Creating Universally Unique ID in Python

2009-10-05 17:41:30 » distributed data storage, guid, id, persistence, Python, Python Standard Library, unique identifier, uuid

GUID is a term that was bandied about in my office to signify any unique id that we used to identify our database records. But I never gave it a second thought for a long time, that is until I heard UUID mentioned in the context of couchdb, as enabling distributed data storage. This piqued my interest and I started reading on UUID. (By the way, our Guids were just sequential numbers generated by our db). So I started digging more info on UUID in general and python's uuid module in particular.

Unique as a Snowflake

What is UUID?

UUID or universally unique identifier is a 128 bit number that guarantees (or atleast provides extremely high probability ) that the id is unique across space and time. Hence the UUID can be used to identify any entity without having to register with a central authority or coordinate with other services. This reduces the cost of assigning UUIDs. The algorithms to generate UUIDs are so efficient that 10 million UUIDs can be assigned in a second per machine. This ensures that the UUIDs can be used as transaction ids. Since UUID is a number, storing searching and sorting is efficient compared to other alternatives. UUIDs were initially used by Networking Computing System. This was later standardized by Distributed Computing Environment of the Open Source Foundation. GUID (Globally Unique ID) is Microsoft's adaptation of the UUID and it is used identify different component interfaces in the Component Object Model, among other things.

Representing UUID

The UUID is a 128 bit number or a 16 byte number. This means that the number of possible values for a UUID is 2^128 or 3.4 X 10^38. This means that 1 trillion UUIDs would have to be created every nanosecond for 10 billion years to exhaust the number of UUIDs. That’s a lot of UUIDs. UUIDs are used by several operating systems as IDs. For example in linux, the partitions are identified by uuids.
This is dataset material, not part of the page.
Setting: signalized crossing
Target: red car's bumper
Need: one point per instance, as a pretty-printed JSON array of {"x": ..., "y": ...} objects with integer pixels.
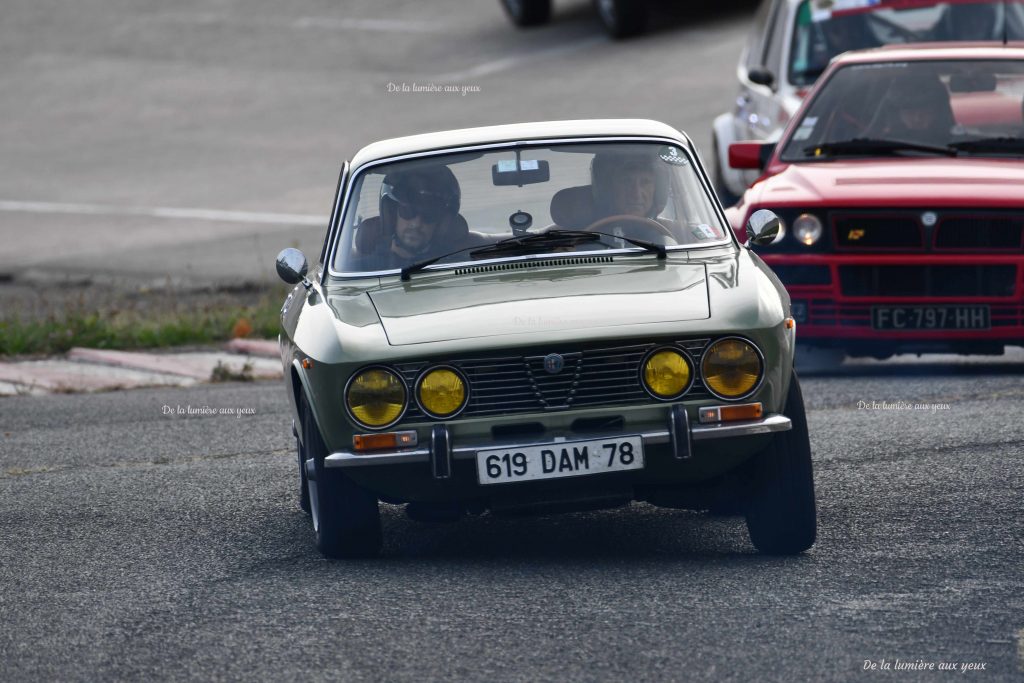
[{"x": 962, "y": 302}]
The below commands would illustrate that.

blkid




/dev/sda1: TYPE="ntfs" UUID="7AB07E19B07DDC57" LABEL="Fracshun"
/dev/sda2: UUID="974b7a60-ff19-4517-982e-a41134661936" SEC_TYPE="ext2" TYPE="ext3"
/dev/sda4: LABEL="IBM_SERVICE" UUID="5CAC-523F" TYPE="vfat"
/dev/sda5: TYPE="ntfs" UUID="68ACBC3EACBC0918" LABEL="Wyldfyr"
/dev/sdb1: TYPE="ntfs"
/dev/sdb3: TYPE="ntfs"
/dev/sdb5: TYPE="ntfs"
/dev/sdb2: TYPE="ntfs"
/dev/mmcblk0p1: LABEL="CANON_DC" UUID="40D9-5C92" TYPE="vfat"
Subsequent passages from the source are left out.